きっと満潮なのだろう。水面は2、30センチとのころまで上がってきていて、デッキの端に腰を下ろして、足を海水に浸した。
少し冷たいが、それがちょうどよかった。
ぱしゃり、ざぶん。
足をばたばたと動かしていて、ふと違和感を覚える。
海水に浸かっている部分が、うっすらと、透けている、ような。
「っ気のせいじゃない……嘘……何これ」
自分が消えてしまうのではないかと、そんな馬鹿みたいな恐怖に襲われて、慌てて海から足を引き抜いた。
すぐ後ろの温泉に、足だけつかる。
「びっくり、した……」
温泉に浸かった足は、確かにそこに存在していて、ほっと胸をなでおろす。
よく分からないが、たぶんこれも、海の加護とやらのせいなのだろう。
一体何なのか、聞いたこともないが、自分が"それ"なのだという自覚だけはあった。
そこでふと、あの頭痛ももしかして海の加護のせいだとしたら、と思いつく。
陸でずっと生活していてあそこまで激しい頭痛に襲われたことはなかったのに、海に出た途端あんなになるということは。海は私に、陸にいてほしいのではないだろうか。現に今も、まったく頭痛の気配はない。
それと、クロコダイルに触れたことで治ったのは、スナスナ、だからだったりして。フッと笑ってしまってから、いや、十分あり得そうだと真顔に戻る。
船に戻ったら、この前とは逆に『クロコダイルに触れていなかったら頭痛になる』かどうかを実験してみよう、と思った。
「クロコダイル……」
「なんだ」
「っ!?」
小さく呟いた名前に返事が来て、驚いて立ち上がった拍子に足を滑らせて体勢を崩す。
お風呂に倒れこむ寸前、ぐっと腹部にかかった圧力。それがクロコダイルの腕に抱えられたからだとわかるのに、そう時間はかからなかった。
「っ…あ、りがと、ございます」
緊張で、うまく呂律が回らない。とにかく謝らなきゃと、腹部に回った彼の腕に触れる。
「サー、すみませんでした」
「あ?あァ……」
「自分で、着いて行くって言ったのに」
どこかで遠慮していた。役立たずの私なんかを連れて来てしまって、と。それを怒られるだなんて、思ってもみなかったのだ。
「お前が言ったんだ。何かを、追い求める気持ちだけで生きてみたいと」
「はい」
クロコダイルが私をどう思っているのか、なぜ連れて来たのか。今なら、聞けるだろうか。

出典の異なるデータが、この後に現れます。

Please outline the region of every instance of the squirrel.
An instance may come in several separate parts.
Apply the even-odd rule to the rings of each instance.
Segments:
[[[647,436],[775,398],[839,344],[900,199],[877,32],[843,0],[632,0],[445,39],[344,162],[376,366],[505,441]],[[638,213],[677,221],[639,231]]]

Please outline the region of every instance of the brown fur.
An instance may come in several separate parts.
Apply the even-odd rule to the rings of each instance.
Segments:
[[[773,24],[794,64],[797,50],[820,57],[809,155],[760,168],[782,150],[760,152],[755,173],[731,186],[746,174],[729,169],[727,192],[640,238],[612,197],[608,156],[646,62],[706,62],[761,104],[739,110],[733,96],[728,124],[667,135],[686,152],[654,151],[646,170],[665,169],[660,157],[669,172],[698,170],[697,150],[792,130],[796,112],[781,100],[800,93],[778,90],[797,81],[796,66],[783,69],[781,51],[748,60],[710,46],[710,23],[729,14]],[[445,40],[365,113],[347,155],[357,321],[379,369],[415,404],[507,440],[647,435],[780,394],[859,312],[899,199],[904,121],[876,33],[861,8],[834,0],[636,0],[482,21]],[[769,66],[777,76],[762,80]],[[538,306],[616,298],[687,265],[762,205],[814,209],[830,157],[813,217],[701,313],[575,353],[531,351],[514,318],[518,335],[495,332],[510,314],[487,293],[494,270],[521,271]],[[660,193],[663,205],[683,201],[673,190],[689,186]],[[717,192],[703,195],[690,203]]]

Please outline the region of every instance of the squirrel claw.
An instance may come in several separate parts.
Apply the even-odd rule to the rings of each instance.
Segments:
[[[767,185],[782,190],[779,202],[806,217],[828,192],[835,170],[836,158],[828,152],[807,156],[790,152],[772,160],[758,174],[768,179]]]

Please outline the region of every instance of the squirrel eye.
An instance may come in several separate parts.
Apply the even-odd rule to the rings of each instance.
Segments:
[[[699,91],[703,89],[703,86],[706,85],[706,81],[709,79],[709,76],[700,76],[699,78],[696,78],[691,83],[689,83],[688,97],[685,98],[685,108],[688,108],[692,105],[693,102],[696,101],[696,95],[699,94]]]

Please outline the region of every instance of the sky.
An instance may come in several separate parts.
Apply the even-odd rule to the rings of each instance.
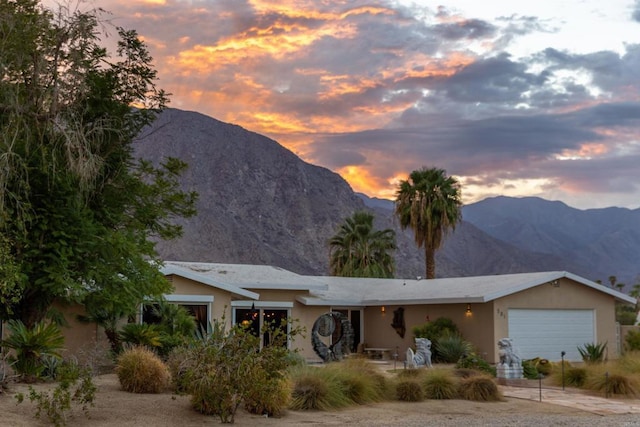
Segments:
[[[421,167],[464,203],[640,207],[640,0],[95,0],[170,107],[275,139],[393,199]]]

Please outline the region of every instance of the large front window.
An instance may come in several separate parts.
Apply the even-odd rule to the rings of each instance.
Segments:
[[[258,306],[253,304],[251,307],[235,306],[233,323],[244,325],[257,337],[262,331],[261,347],[269,346],[273,342],[275,331],[279,330],[285,336],[289,333],[289,308],[277,305],[263,303]],[[288,341],[287,339],[285,346],[288,346]]]

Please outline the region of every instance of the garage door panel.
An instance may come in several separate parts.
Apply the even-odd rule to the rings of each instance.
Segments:
[[[581,360],[578,346],[595,341],[593,310],[509,309],[509,337],[523,359]]]

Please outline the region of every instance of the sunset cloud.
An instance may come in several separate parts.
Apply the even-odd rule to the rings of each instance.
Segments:
[[[433,165],[465,201],[638,207],[640,3],[588,2],[97,3],[148,43],[172,106],[272,137],[356,191],[393,197]],[[598,31],[610,48],[590,49]]]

「お前はもう海賊の一味だ。好きなようにやれ。ただし命令は守れ」
「はい」
「……お前は聡い。悪くねェ。ま、海賊としちゃ、まだタマゴの域だがな」
質問する前に、そんなことを言われてしまって。
「……は、い。ありがとうございます」
褒めてるのか貶してるのか、よく分からないけれど、たぶん、ほんの少しは認めてくれているのだろうと思える程度の。
クロコダイルらしいといえばらしいその言葉に、胸のあたりがじわりと暖かくなる。
悪くない。それが聞けただけで、充分だ。
「分かったらさっさと寝るぞ。寒ィ」
抱えていた私を離すと、クロコダイルは室内へ直接入っていった。
私は一旦室内の風呂場へ寄って足を拭いてから、ベッドへ向かう。
私が寝ていたベッドに戻ろうとすると、何故かそこにいたクロコダイルに引きずり込まれて、あっという間に腕の中に閉じ込められてしまった。
「ちょっと、サー……」
船にあるものより幾分か小さいベッドに、足を折りたたんで収まっているクロコダイル。
バスローブ越しに感じる彼の体温は、少し冷たいような気がした。私の体温が、彼のせいで上がっているのもあるだろうが。
「寒ィ」
すがりつくように抱きしめるその腕を、振りほどくことなどできない。
こうなっては、従順な抱き枕に徹するしかないと、諦めて目を閉じた。